If words a getting in a feedback loop or you are not happy with results, try adjusting the temperature before training again. Higher values gives more randomness while lower values has a higher likely hood to have a feedback loop

In [6]:
import numpy as np
from keras.preprocessing.sequence import pad_sequences

def sample(preds, temperature=1.0):
    preds = np.asarray(preds).astype('float64')
    preds = np.log(preds + 1e-7) / temperature
    exp_preds = np.exp(preds)
    preds = exp_preds / np.sum(exp_preds)
    probas = np.random.multinomial(1, preds, 1)
    return np.argmax(probas)

def generate_text_seq(model, tokenizer, text, max_sequence_len, temperature=1.0, punctuations=".!?"):
    input_text = text
    word_count = 0
    max_words = 50
    print(input_text, end=' ')
    while True:
        word_count += 1
        if word_count > max_words:
            print("\nError: Max Words Reached Before Punctuation")
            break
        # Convert the input text to a sequence of word indexes
        input_seq = tokenizer.texts_to_sequences([input_text])[0]

        # Pad the sequence to the required length
        input_seq = pad_sequences([input_seq], maxlen=max_sequence_len, padding='pre')

        # Predict the next word index
        predictions = model.predict(input_seq, verbose=0)[0]
        predicted_word_index = sample(predictions, temperature)

        # Convert the index to a word
        predicted_word = tokenizer.index_word.get(predicted_word_index, '')

        # Append the predicted word to the input text and print it
        input_text += ' ' + predicted_word
        print(predicted_word, end=' ', flush=True)

        # Break if the predicted word ends with a punctuation mark or is empty
        if any(predicted_word.endswith(punct) for punct in punctuations) or predicted_word == '':
            break

    print()  # To ensure we move to a new line after the sentence ends
    return input_text.strip()

# Define a list of temperatures. For example, low=0.2, medium=0.7, high=1.2
temperatures = [0.1 , 0.2, 0.5 , 0.7, 0.8 , 0.85 , 0.9, 1.2, 2]

# Test the model on a new input sequence with different temperatures
test_text = "But remember, it's not just about winning; it's about the"
print("The input text:", test_text)
for temp in temperatures:
    print(f"\nGenerating with temperature {temp}:")
    generated_text = generate_text_seq(model, tokenizer, test_text, max_sequence_len, temp)


The input text: But remember, it's not just about winning; it's about the

Generating with temperature 0.1:
But remember, it's not just about winning; it's about the new challenges as opportunities to grow and learn. 

Generating with temperature 0.2:
But remember, it's not just about winning; it's about the new student at hogwarts high? 

Generating with temperature 0.5:
But remember, it's not just about winning; it's about the new challenges as opportunities to grow and learn. 

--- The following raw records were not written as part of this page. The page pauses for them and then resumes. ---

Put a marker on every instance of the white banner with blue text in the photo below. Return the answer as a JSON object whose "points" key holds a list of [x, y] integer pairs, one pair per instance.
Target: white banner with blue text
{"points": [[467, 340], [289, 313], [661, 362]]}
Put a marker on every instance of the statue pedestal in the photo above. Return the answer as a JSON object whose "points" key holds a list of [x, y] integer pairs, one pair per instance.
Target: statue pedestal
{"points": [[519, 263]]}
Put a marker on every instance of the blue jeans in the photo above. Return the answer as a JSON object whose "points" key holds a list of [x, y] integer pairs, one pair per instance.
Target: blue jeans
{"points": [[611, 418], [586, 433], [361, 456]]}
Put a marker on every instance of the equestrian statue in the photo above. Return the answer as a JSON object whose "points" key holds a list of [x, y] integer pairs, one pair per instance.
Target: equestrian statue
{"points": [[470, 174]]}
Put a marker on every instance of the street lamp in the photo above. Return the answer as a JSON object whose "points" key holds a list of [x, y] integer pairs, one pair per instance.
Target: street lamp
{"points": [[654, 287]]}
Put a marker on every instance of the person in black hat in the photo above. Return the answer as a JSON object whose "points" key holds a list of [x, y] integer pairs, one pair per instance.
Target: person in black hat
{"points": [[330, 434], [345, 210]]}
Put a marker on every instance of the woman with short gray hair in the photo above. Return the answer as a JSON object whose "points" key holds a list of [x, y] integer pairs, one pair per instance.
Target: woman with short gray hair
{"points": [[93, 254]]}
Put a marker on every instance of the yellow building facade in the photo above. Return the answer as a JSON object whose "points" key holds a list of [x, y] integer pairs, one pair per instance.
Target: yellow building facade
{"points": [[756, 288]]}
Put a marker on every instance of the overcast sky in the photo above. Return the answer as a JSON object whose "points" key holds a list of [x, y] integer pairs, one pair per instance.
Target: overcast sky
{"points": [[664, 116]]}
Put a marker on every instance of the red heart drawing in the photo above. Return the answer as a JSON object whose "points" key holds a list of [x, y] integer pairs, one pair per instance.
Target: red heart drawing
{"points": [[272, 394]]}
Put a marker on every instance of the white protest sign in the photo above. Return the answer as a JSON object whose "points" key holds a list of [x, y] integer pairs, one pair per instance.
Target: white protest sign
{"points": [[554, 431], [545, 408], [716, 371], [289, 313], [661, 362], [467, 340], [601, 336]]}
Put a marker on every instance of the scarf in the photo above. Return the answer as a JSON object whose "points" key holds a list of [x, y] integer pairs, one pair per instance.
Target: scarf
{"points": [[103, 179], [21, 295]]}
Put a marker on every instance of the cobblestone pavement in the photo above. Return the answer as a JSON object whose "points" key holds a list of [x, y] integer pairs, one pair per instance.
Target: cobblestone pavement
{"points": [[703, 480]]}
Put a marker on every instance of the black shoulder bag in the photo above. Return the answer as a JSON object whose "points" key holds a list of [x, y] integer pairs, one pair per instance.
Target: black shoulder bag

Generating with temperature 0.7:
But remember, it's not just about winning; it's about the friends we make along the way. 

Generating with temperature 0.8:
But remember, it's not just about winning; it's about the friends we make along the way. 

Generating with temperature 0.85:
But remember, it's not just about winning; it's about the friends we make along the way. 

Generating with temperature 0.9:
But remember, it's not just about winning; it's about the new challenges as opportunities to each your way. 

### Notes ###
From Aaron, Not Chat GPT Generated Lol:

I believe the training takes the entire training set as one big context instead of training on each sentence as a single context. This is probably why it generates long senteces that don't make much sense. We can change how the training is tokenized to fix this but I don't think its a big deal for the scope of this project. We can just add this thought to the conclusion. The project says to use the embedddings from the Glove algorithm, this is not implemented yet nor do I know if Artsi actually wants us to do that.